Former SEC Chairman Arthur Levitt and others maintain that Section 404 compliance should be mandatory for all public companies, because it will cause investors to pay more for their securities ("lower their cost of capital"). But in fact this is a perfect argument for a voluntary system. If it be true that investors will pay more for a company's stock and bonds because it implements Section 404, it will voluntarily do so.

But what if it is not true? What if investors conclude that Section 404 costs far more than it is worth and thereby reduces the value of their investment? Companies will respond accordingly.

The judgments and the point of view of investors should prevail, not the point of view of accountants trying to protect themselves from PCAOB criticism or from the fate of Arthur Andersen, while at the same time making exceptional profits from adding to the burden on companies.

A voluntary approach is superior, at a minimum for small companies.

A similar approach was reccomended by SEC's Advisory Committee on Smaller Public Companies. A voluntary approach is not only better suited to a market economy and a free society, but it is the way to let market discipline reduce the morass of expense and bureaucracy which Section 404 implementation has unintentionally created.

Materiality and frequency. An essential reform is to fix the audit review standard of "other than a remote likelihood," which has caused Section 404 implementation to be everywhere associated with nitpicking and trivial paperwork. This should be changed to reasonable material weakness criterion, specifically: "a material risk of loss, misstatement, or fraud."

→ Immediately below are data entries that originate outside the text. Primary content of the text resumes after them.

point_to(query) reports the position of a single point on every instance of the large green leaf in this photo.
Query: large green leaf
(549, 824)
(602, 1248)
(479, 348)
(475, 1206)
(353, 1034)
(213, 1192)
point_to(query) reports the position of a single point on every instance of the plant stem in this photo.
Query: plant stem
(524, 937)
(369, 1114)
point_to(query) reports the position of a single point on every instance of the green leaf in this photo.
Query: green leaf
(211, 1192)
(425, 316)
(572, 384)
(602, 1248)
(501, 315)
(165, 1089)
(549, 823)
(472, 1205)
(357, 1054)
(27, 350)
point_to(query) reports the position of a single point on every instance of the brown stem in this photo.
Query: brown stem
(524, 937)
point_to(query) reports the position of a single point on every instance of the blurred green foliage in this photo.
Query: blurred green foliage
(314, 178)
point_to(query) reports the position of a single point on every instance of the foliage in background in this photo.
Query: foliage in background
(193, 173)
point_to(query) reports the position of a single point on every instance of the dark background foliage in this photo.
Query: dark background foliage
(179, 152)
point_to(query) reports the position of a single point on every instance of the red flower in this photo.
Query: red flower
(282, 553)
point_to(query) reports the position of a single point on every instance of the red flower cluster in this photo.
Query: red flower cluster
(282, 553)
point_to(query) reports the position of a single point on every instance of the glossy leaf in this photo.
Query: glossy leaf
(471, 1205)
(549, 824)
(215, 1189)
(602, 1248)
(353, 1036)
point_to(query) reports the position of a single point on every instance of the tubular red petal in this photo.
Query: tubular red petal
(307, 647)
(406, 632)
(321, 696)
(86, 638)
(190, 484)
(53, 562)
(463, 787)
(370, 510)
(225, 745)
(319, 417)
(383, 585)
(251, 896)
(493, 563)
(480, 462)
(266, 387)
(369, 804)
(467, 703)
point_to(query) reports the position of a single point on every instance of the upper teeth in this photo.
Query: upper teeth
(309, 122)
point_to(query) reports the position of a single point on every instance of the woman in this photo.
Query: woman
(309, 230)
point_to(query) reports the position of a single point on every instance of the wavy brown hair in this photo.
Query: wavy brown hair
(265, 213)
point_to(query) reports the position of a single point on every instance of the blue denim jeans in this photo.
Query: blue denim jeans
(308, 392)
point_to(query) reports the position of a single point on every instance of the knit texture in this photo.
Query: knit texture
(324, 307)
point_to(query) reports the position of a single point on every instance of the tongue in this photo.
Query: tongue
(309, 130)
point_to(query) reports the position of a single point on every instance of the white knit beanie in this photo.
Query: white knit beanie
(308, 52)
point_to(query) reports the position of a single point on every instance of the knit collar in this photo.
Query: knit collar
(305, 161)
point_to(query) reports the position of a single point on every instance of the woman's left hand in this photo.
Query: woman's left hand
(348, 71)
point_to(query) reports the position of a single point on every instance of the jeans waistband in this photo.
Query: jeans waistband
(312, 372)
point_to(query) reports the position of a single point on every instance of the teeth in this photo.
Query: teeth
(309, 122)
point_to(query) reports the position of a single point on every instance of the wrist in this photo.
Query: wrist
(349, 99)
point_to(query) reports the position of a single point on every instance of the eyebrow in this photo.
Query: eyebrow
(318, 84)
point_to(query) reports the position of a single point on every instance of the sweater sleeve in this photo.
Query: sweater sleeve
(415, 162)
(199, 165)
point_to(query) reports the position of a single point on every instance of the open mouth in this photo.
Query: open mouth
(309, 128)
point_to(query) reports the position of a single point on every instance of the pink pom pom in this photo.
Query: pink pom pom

Another simple and sensible way to reduce the heavy cost of Section 404 audits, in either a mandatory or voluntary system, would be to make them less frequent after the first year of compliance.

Every three years would be reasonable, for example.

Auditor advice. Another required reform of Sarbanes-Oxley implementation is the unambiguous statement that rendering advice on the application of accounting standards is not only permitted, but expected and required of external auditors as part of their professional responsibility.

An absurd unintended effect of implementation has been in many cases to make the audit engagement team unwilling or unable, without deadening internal accounting firm bureaucracy, to perform this essential professional function.

As part of this reform, the SEC should help make it clear to the press, the public, and Congress that accounting is not something objective, but that it is replete with more or less subjective judgments, choices among highly debatable accounting theories, and estimates of the unknowable future - all making professional consultation and advice essential.

As a prime example, nothing could make this problem more obvious than trying to cope with the byzantine, conceptually confused and confusing FASB standard 133 on accounting for derivatives.

Of course no financial professional has the naïve belief that accounting is something objective, and no one at the SEC should believe this, but this illusion is common among those not trained in finance.

Auditor conflict of interest. Reform of Section 404 implementation needs to address the fundamental conflict of interest for accounting firms which is involved.

As is well known, Sarbanes-Oxley implementation has been and continues to be a financial bonanza for these firms at the expense of corporate shareholders. The more detailed and burdensome they make the Section 404 routines, the more generous are the profits of the accounting firm partners.

The problem is compounded by the existence of only four principal firms, which in reality gives most companies very little choice; hence there is much less than optimal competition and the large firms enjoy pricing power.

It would greatly help matters for the SEC to implement the congressional intent of Sarbanes-Oxley as expressed by the Report of the Senate Banking Committee on Section 404: "The committee does not intend that the auditor's evaluation be the subject of a separate engagement or the basis for increased charges or fees."

In sum, reform of Sarbanes-Oxley implementation has a long way to go. To close with a prediction: If the SEC follows its Concept Release direction, it will end up only adding to the excess of rules, procedures, and bureaucracy. Fundamental reform will then require the Congress to act.